Thursday, 18 July 2013

.Net c# parallel yield

yield is a very useful keyword in C# that allows you to create dynamic enumerators of stuffs without having to fill in a List<T> of things you want to return first. The generated code builds a state machine that will go forward, step by step, whenever the caller calls MoveNext on the IEnumerable it gets back (usually using foreach).


static void Main(string[] args)
{
    var input = new[] { "A", "B", "C" };
 
    Console.WriteLine(String.Join("\n", Process(input)));
}
 
static IEnumerable<string> Process(IEnumerable<string> input)
{
    if (input == null)
        throw new ArgumentNullException("input");
 
    foreach (var item in input)
    {
        yield return "Process " + item;
    }
}
 
// Output :
// Process A
// Process B
// Process C
 
The second really useful thing is Parallel.ForEach. Whenever you have to process loads of independent data that are CPU hungry you can launch the process in parallel and have it scheduled for you by the .NET runtime.

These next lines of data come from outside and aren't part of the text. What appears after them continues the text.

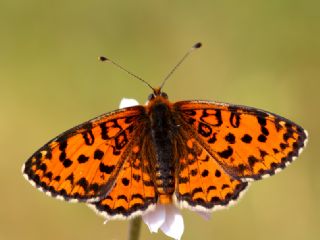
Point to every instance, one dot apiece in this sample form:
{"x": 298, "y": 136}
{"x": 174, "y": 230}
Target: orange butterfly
{"x": 196, "y": 154}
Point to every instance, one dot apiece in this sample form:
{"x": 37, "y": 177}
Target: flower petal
{"x": 173, "y": 225}
{"x": 128, "y": 102}
{"x": 155, "y": 219}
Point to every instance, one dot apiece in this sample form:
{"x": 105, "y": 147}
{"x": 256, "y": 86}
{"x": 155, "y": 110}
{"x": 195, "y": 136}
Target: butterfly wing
{"x": 83, "y": 163}
{"x": 248, "y": 143}
{"x": 202, "y": 183}
{"x": 134, "y": 191}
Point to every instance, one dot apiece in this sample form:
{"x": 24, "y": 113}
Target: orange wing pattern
{"x": 133, "y": 192}
{"x": 83, "y": 163}
{"x": 202, "y": 184}
{"x": 248, "y": 143}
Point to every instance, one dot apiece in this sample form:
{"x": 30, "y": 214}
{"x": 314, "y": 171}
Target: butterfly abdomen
{"x": 162, "y": 130}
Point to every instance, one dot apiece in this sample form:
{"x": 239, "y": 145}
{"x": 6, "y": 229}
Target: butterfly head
{"x": 157, "y": 93}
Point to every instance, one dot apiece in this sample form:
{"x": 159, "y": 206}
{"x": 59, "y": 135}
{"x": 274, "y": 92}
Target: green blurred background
{"x": 258, "y": 53}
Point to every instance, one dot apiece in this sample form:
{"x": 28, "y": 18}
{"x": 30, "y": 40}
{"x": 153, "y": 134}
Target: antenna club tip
{"x": 197, "y": 45}
{"x": 103, "y": 58}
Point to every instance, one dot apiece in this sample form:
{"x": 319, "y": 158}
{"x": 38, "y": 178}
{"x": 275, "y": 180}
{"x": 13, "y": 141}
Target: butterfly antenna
{"x": 105, "y": 59}
{"x": 194, "y": 47}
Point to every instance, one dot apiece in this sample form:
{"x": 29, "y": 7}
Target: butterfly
{"x": 200, "y": 155}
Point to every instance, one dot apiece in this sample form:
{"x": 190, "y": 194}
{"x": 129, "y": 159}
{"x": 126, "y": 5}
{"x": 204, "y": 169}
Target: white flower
{"x": 128, "y": 102}
{"x": 166, "y": 217}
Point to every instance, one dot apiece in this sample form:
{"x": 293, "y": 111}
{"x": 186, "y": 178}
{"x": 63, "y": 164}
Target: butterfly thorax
{"x": 163, "y": 128}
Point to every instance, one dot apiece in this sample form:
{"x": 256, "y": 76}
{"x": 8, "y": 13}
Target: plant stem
{"x": 134, "y": 228}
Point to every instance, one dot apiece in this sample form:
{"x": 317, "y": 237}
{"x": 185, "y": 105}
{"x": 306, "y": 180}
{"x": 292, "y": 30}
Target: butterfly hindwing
{"x": 248, "y": 143}
{"x": 202, "y": 184}
{"x": 133, "y": 192}
{"x": 82, "y": 163}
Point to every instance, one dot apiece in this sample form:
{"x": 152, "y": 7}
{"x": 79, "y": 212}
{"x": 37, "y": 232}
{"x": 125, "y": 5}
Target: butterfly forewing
{"x": 83, "y": 163}
{"x": 248, "y": 143}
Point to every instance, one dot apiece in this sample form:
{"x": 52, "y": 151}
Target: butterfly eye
{"x": 163, "y": 94}
{"x": 151, "y": 96}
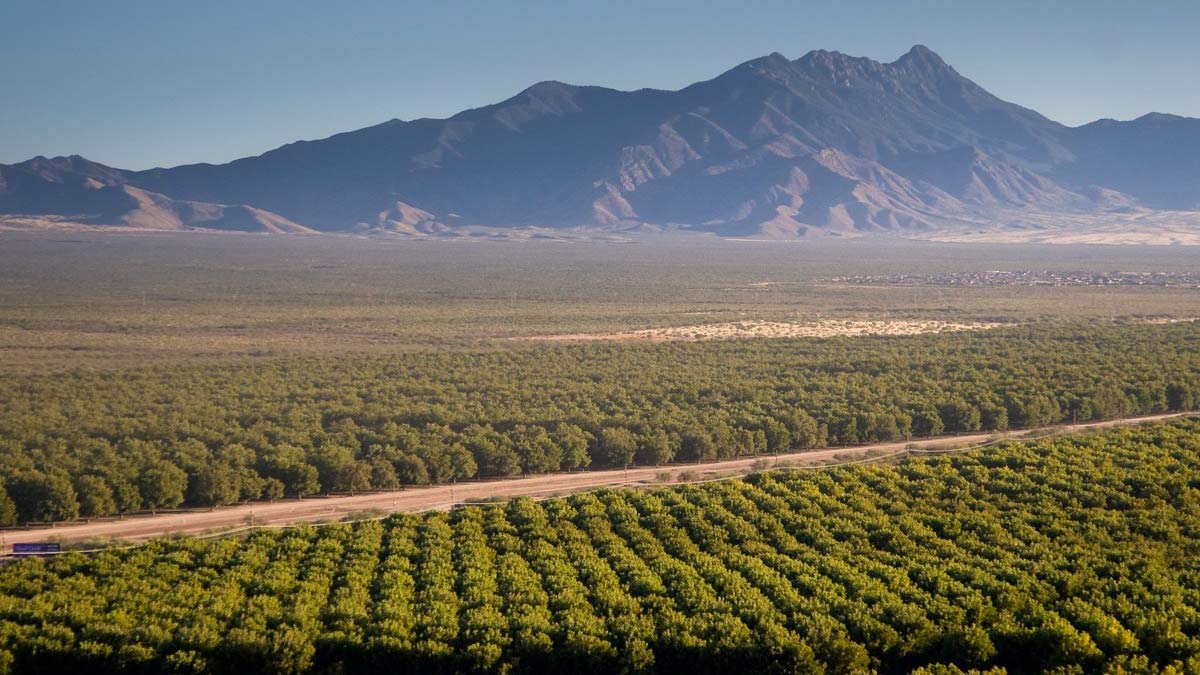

static void Main(string[] args)
{
    var input = new[] { "A", "B", "C" };
 
    Stopwatch w = new Stopwatch();
    w.Start();
    Process(input);
    w.Stop();
 
    Console.WriteLine("{0}s ", w.Elapsed.TotalSeconds);
}
 
static void Process(IEnumerable<string> input)
{
    if (input == null)
        throw new ArgumentNullException("input");
 
    Parallel.ForEach(input, item =>
        {
            // Something long
            Thread.Sleep(1000);
        });
}
 
// Output :
// ~ 1s although we had 3 stuffs that each took 1s
 
What if we could write that?

 
static void Main(string[] args)
{
    var input = new[] { "A", "B", "C" };
 
    Stopwatch w = new Stopwatch();
    w.Start();
    var result = Process(input);
    w.Stop();
 
    Console.WriteLine("{0}s ", w.Elapsed.TotalSeconds);
    Console.WriteLine(String.Join("\n", result));
}
 
static IEnumerable<string> Process(IEnumerable<string> input)
{
    if (input == null)
        throw new ArgumentNullException("input");
 
    Parallel.ForEach(input, item =>
        {
            // Something long
            Thread.Sleep(1000);
             
            // >>>> THE POWER !!
            yield return "Process " + item;
        });
}
 
But no we can’t because “The yield statement cannot be used inside an anonymous method or lambda expression“.
You obviously can’t mix those two pieces of magic together. In fact, if we could this would produce some of the weirdest bugs ever if something went wrong. But maybe we can’t build something that looks like it, for the sake of doing it?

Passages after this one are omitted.